Since we use a very simple PDF as example (see the tutorial “Creating a PDF Document from Scratch” for how it was created), deciphering the instructions is not that hard:
- The first line selects a font from the resource dictionary and sets the font size to 50 points.
- The second line sets the “text color” (actually the fill color) to an RGB value of
(0, 128, 255)
. - The next four lines draw the text “Hello World” at the location (150, 396).
Page objects often contain much more information, for example references to image resources, annotations or form fields.
Searching for Data
Sometimes you need to find an object with some specific data in it. For example, when an error message provides the name of a dictionary key or (part of) a value. Or when you want to find all objects referencing a specific indirect object.
In such cases the search
command comes in handy: It searches through all indirect objects and
prints those matching the given argument (a regular expression). Here is an example:
-
First we search for occurrences of “hexa”, finding the information dictionary where the search string appears under the
/Producer
key. -
Then we search for all references to the indirect object (2,0) by using the search string
\b2 0 R\b
(in this case it is important to use the\b
anchors for word boundaries). This results in two objects being shown, the catalog dictionary and the dictionary of the only page, because the object (2,0) refers to the root of the page tree.
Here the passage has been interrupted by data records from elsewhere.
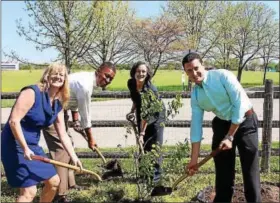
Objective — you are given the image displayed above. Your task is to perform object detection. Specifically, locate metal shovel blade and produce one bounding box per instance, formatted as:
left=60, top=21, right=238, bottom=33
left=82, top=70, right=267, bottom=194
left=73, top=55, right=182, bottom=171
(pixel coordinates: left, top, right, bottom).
left=151, top=186, right=172, bottom=197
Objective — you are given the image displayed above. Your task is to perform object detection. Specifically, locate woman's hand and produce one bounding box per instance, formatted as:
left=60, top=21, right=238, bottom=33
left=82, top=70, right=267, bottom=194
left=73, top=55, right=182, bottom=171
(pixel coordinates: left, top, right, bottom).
left=71, top=154, right=83, bottom=170
left=185, top=160, right=198, bottom=176
left=23, top=147, right=35, bottom=160
left=139, top=133, right=144, bottom=146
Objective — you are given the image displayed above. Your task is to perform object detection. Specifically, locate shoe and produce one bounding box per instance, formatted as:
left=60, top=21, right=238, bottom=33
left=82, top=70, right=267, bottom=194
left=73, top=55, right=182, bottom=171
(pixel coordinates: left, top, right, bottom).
left=69, top=185, right=85, bottom=191
left=53, top=195, right=71, bottom=203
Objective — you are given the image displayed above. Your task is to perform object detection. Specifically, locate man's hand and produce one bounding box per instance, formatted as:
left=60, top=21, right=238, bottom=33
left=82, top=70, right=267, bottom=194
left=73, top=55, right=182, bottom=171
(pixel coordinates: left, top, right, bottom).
left=73, top=121, right=84, bottom=135
left=23, top=147, right=34, bottom=160
left=71, top=154, right=83, bottom=170
left=88, top=137, right=98, bottom=150
left=185, top=160, right=198, bottom=176
left=219, top=136, right=232, bottom=150
left=138, top=134, right=144, bottom=146
left=126, top=112, right=135, bottom=121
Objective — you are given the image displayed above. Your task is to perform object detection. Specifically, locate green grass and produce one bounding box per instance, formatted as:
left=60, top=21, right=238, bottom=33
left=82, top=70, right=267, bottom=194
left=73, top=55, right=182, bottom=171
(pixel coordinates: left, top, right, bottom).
left=2, top=70, right=279, bottom=92
left=1, top=142, right=280, bottom=202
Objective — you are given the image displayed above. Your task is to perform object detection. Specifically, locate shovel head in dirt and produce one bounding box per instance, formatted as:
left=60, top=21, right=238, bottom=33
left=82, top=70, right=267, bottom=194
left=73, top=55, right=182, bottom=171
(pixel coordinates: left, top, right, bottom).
left=151, top=148, right=220, bottom=196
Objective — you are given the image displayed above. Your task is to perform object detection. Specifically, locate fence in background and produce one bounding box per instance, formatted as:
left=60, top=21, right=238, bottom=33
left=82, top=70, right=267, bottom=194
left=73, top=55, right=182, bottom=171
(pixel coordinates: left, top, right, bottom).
left=1, top=80, right=280, bottom=170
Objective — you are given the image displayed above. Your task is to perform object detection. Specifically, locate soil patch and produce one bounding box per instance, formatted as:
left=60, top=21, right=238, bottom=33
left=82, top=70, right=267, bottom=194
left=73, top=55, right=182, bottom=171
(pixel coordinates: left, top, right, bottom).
left=197, top=182, right=280, bottom=202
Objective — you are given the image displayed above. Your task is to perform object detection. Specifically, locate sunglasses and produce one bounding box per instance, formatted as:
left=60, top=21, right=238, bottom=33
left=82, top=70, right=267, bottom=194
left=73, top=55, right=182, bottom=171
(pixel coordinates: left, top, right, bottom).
left=103, top=73, right=114, bottom=83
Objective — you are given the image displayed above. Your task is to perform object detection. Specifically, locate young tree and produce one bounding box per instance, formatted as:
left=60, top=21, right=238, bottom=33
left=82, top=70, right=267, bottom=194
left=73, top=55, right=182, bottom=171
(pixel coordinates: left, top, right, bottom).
left=13, top=1, right=98, bottom=72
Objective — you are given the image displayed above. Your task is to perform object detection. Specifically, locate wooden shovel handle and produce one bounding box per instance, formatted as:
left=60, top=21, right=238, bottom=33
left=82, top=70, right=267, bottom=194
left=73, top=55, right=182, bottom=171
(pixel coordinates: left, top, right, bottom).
left=92, top=147, right=107, bottom=164
left=81, top=131, right=107, bottom=164
left=126, top=116, right=144, bottom=155
left=31, top=155, right=102, bottom=181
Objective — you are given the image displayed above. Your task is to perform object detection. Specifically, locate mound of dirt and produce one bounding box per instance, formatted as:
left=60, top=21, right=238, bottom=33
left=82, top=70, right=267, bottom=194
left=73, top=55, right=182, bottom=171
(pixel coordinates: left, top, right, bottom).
left=197, top=182, right=280, bottom=202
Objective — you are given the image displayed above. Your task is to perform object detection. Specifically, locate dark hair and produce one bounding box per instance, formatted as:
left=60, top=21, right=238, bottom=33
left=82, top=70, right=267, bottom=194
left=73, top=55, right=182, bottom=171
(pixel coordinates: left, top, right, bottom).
left=182, top=52, right=202, bottom=67
left=130, top=61, right=152, bottom=82
left=97, top=61, right=116, bottom=73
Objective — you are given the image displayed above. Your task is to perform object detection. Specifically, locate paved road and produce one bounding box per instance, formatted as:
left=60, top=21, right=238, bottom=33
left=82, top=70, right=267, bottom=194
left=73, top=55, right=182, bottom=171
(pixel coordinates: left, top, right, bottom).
left=1, top=99, right=279, bottom=148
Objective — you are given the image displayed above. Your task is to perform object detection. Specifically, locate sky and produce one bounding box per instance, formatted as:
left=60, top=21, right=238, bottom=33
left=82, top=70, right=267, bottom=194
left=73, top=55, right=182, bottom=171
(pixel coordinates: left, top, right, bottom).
left=1, top=1, right=279, bottom=63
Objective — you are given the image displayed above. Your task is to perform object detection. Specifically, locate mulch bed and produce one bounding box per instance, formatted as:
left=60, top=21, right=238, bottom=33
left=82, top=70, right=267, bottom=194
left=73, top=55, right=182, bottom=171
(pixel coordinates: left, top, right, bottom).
left=197, top=182, right=280, bottom=202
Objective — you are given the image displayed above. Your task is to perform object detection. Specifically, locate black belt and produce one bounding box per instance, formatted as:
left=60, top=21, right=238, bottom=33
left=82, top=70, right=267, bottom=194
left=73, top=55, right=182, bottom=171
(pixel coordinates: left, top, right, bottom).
left=245, top=109, right=254, bottom=116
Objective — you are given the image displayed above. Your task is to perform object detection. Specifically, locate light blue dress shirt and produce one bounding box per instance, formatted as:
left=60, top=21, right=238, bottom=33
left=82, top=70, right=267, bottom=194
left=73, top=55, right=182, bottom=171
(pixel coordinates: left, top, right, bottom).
left=190, top=69, right=252, bottom=143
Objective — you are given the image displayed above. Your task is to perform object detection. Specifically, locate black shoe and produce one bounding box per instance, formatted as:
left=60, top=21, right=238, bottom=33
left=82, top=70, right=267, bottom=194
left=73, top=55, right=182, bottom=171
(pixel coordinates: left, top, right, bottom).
left=69, top=185, right=85, bottom=191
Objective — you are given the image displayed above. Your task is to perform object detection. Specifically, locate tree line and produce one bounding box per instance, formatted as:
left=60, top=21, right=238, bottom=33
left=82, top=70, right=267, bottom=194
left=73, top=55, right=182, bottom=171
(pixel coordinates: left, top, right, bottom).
left=6, top=1, right=279, bottom=81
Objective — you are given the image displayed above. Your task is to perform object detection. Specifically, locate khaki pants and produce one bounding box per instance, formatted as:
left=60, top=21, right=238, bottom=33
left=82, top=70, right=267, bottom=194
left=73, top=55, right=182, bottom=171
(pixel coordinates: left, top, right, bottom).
left=43, top=111, right=76, bottom=195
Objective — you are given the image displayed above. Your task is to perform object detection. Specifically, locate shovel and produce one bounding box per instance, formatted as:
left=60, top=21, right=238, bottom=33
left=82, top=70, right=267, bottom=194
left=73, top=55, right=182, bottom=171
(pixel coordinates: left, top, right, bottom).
left=80, top=130, right=123, bottom=180
left=126, top=114, right=144, bottom=155
left=31, top=155, right=102, bottom=181
left=151, top=148, right=220, bottom=197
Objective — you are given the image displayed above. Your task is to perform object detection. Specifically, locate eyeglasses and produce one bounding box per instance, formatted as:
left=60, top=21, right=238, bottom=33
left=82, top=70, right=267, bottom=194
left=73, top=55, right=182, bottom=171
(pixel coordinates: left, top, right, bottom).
left=104, top=73, right=114, bottom=83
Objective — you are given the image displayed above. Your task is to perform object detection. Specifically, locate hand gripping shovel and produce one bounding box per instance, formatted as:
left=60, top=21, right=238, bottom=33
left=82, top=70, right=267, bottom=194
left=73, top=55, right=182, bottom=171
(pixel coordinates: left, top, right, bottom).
left=151, top=148, right=220, bottom=196
left=31, top=155, right=102, bottom=181
left=81, top=130, right=123, bottom=180
left=126, top=114, right=144, bottom=155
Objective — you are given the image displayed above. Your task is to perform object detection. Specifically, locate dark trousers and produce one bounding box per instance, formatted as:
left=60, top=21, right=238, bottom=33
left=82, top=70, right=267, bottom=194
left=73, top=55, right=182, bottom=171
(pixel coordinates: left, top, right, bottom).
left=144, top=124, right=164, bottom=183
left=212, top=113, right=261, bottom=202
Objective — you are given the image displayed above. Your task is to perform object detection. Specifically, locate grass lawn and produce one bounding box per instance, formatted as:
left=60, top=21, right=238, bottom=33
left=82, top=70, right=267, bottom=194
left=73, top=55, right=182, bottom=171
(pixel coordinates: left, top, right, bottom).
left=1, top=70, right=279, bottom=92
left=1, top=143, right=280, bottom=202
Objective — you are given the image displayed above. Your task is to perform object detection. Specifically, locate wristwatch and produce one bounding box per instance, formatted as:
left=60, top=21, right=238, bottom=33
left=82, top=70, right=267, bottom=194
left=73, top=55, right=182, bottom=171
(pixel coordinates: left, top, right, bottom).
left=224, top=134, right=234, bottom=142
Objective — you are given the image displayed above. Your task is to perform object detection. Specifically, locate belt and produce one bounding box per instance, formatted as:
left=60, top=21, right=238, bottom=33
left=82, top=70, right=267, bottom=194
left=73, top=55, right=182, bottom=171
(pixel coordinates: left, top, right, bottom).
left=245, top=109, right=254, bottom=116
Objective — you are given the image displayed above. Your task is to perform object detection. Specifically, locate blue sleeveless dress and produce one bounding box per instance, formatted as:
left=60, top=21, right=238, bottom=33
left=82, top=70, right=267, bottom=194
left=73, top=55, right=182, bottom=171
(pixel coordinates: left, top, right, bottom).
left=1, top=85, right=62, bottom=187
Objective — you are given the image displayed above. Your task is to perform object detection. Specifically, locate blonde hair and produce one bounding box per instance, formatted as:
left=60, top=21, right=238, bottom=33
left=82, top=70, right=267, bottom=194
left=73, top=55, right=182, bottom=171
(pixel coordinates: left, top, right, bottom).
left=38, top=63, right=70, bottom=109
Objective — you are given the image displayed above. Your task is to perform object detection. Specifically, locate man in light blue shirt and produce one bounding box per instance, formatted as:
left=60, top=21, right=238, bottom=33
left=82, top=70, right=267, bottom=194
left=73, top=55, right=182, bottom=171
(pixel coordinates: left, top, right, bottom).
left=182, top=53, right=261, bottom=202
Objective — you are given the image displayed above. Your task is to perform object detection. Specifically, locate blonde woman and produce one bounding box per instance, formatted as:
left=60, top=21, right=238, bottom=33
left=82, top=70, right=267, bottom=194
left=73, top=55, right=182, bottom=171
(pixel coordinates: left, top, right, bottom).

Comparing PDF File Structure
Comparing the structures of two PDF files allows you to analyse “behind the scenes” changes done by a program. If you want to compare two PDF files visually, i.e. the appearance of the page content, we recommend using a tool like DiffPDF.
To compare PDF structures use the recursive
command to output the whole structure of the PDFs in
question and then compare the output. By using the process substitution feature of the shell you
don’t even need to create temporary files.
Here is a simple example showing the difference between the hello-world.pdf
we have used
throughout this guide and the optimized version:
-
First we produce the optimized version using the
hexapdf optimize
command which compresses the PDF down to about 50% of the original file size. -
Then we use the
recursive
command inhexapdf inspect
’s command line mode forhello-world.pdf
andhello-world-opt.pdf
and use their output directly withvimdiff
to show the differences. -
There are only three differences shown:
-
The second part of the
/ID
key changed. This is expected as this part should always change when an existing file is modified. -
The
/ModDate
field also changed to reflect the date of the change. -
And although the file is smaller now it contains two more objects: one cross-reference stream and one object stream. These stream objects are never referenced from the main structure since they only provide a different way of storing data in the PDF file. Therefore they also don’t appear in the
recursive
output.
If the PDF file was created by another program and not HexaPDF, the
/Producer
line would also have changed. -
-
The meaning of this is that nothing essential really changed when the PDF file was optimized, which was expected.
If you try this with bigger files and ones not created with HexaPDF, the output will probably show many more changes because HexaPDF also removes unneeded key-value pairs of dictionaries.